Considerable theory has been developed.

• NP completeness results abound.
• Much work in queuing theory to predict performance.
• Not covered in this course.

Medium-Term Scheduling

In addition to the short-term scheduling we have discussed, we add medium-term scheduling in which decisions are made at a coarser time scale.

• Called memory scheduling by Tanenbaum (part of his three level scheduling).
• Suspend (swap out) some process if memory is over-committed.
• Criteria for choosing a victim.
  • How long since previously suspended.
  • How much CPU time used recently.
  • How much memory does it use.
  • External priority (pay more, get swapped out less).
• We will discuss medium term scheduling again when we study memory management.

Long Term Scheduling

• “Job scheduling”. Decide when to start jobs, i.e., do not necessarily start them when submitted.
• Force user to log out and/or block logins if over-committed.
  • CTSS (an early time sharing system at MIT) did this to insure decent interactive response time.
  • Unix does this if out of processes (i.e., out of PTEs).
  • “LEM jobs during the day” (Grumman).
• Called admission scheduling by Tanenbaum (part of three level scheduling).
• Many supercomputer sites.

2.5.4: Scheduling in Real Time Systems

Skipped

2.5.5: Policy versus Mechanism

Skipped.

2.5.6: Thread Scheduling

Skipped.

Research on Processes and Threads

Skipped.

Chapter 3: Deadlocks

A deadlock occurs when every member of a set of processes is waiting for an event that can only be caused by a member of the set.

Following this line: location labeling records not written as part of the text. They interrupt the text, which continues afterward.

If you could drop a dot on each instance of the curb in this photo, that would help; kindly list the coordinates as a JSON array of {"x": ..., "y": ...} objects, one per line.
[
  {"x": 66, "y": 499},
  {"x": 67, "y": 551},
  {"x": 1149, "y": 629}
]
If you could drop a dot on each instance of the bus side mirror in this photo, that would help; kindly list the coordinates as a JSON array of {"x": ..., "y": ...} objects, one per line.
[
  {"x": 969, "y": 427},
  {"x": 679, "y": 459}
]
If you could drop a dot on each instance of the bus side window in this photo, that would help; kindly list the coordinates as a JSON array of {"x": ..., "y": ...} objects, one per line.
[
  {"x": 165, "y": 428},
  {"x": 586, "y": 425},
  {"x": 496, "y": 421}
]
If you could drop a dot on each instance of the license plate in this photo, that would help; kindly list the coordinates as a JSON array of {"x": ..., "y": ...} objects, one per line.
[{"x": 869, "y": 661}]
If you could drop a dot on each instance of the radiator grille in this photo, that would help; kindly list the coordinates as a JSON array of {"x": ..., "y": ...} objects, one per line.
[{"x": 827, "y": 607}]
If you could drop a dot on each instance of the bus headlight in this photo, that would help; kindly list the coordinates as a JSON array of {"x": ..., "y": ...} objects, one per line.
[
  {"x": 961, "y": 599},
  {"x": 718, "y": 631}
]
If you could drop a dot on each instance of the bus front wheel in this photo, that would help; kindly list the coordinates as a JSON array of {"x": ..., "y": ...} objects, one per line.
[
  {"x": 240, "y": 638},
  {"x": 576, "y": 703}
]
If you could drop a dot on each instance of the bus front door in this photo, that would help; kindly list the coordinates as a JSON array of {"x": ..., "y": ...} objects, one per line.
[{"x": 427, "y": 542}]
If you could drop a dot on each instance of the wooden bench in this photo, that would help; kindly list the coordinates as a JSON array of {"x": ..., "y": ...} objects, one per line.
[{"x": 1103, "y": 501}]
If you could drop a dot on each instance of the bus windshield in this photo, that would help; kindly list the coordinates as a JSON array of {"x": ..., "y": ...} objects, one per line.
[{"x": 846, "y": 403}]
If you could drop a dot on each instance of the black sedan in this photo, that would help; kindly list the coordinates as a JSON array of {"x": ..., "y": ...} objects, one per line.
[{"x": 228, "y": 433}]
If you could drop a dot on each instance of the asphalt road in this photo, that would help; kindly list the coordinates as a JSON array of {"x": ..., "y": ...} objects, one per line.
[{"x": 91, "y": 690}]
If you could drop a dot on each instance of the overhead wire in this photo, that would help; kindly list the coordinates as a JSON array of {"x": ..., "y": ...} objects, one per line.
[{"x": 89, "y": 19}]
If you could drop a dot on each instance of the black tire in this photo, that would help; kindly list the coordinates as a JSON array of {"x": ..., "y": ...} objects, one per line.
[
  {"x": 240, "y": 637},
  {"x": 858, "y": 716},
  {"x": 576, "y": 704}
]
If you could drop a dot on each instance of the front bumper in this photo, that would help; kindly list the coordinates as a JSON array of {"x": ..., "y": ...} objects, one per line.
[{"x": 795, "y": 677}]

Often the event waited for is the release of a resource.

In the automotive world deadlocks are called gridlocks.

• The processes are the cars.
• The resources are the spaces occupied by the cars

Old Reward: I used to give one point extra credit on the final exam for anyone who brings a real (e.g., newspaper) picture of an automotive deadlock. Note that it must really be a gridlock, i.e., motion is not possible without breaking the traffic rules. A huge traffic jam is not sufficient. This was solved last semester so no reward any more. One of the winners in on my office door.

For a computer science example consider two processes A and B that each want to print a file currently on tape.

1. A has obtained ownership of the printer and will release it after printing one file.
2. B has obtained ownership of the tape drive and will release it after reading one file.
3. A tries to get ownership of the tape drive, but is told to wait for B to release it.
4. B tries to get ownership of the printer, but is told to wait for A to release the printer.

Bingo: deadlock!

3.1: Resources

The resource is the object granted to a process.

3.1.1: Preemptable and Nonpreemptable Resources

• Resources come in two types
  1. Preemptable, meaning that the resource can be taken away from its current owner (and given back later). An example is memory.
  2. Non-preemptable, meaning that the resource cannot be taken away. An example is a printer.
• The interesting issues arise with non-preemptable resources so those are the ones we study.
• Life history of a resource is a sequence of
  1. Request
  2. Allocate
  3. Use
  4. Release
• Processes make requests, use the resource, and release the resource. The allocate decisions are made by the system and we will study policies used to make these decisions.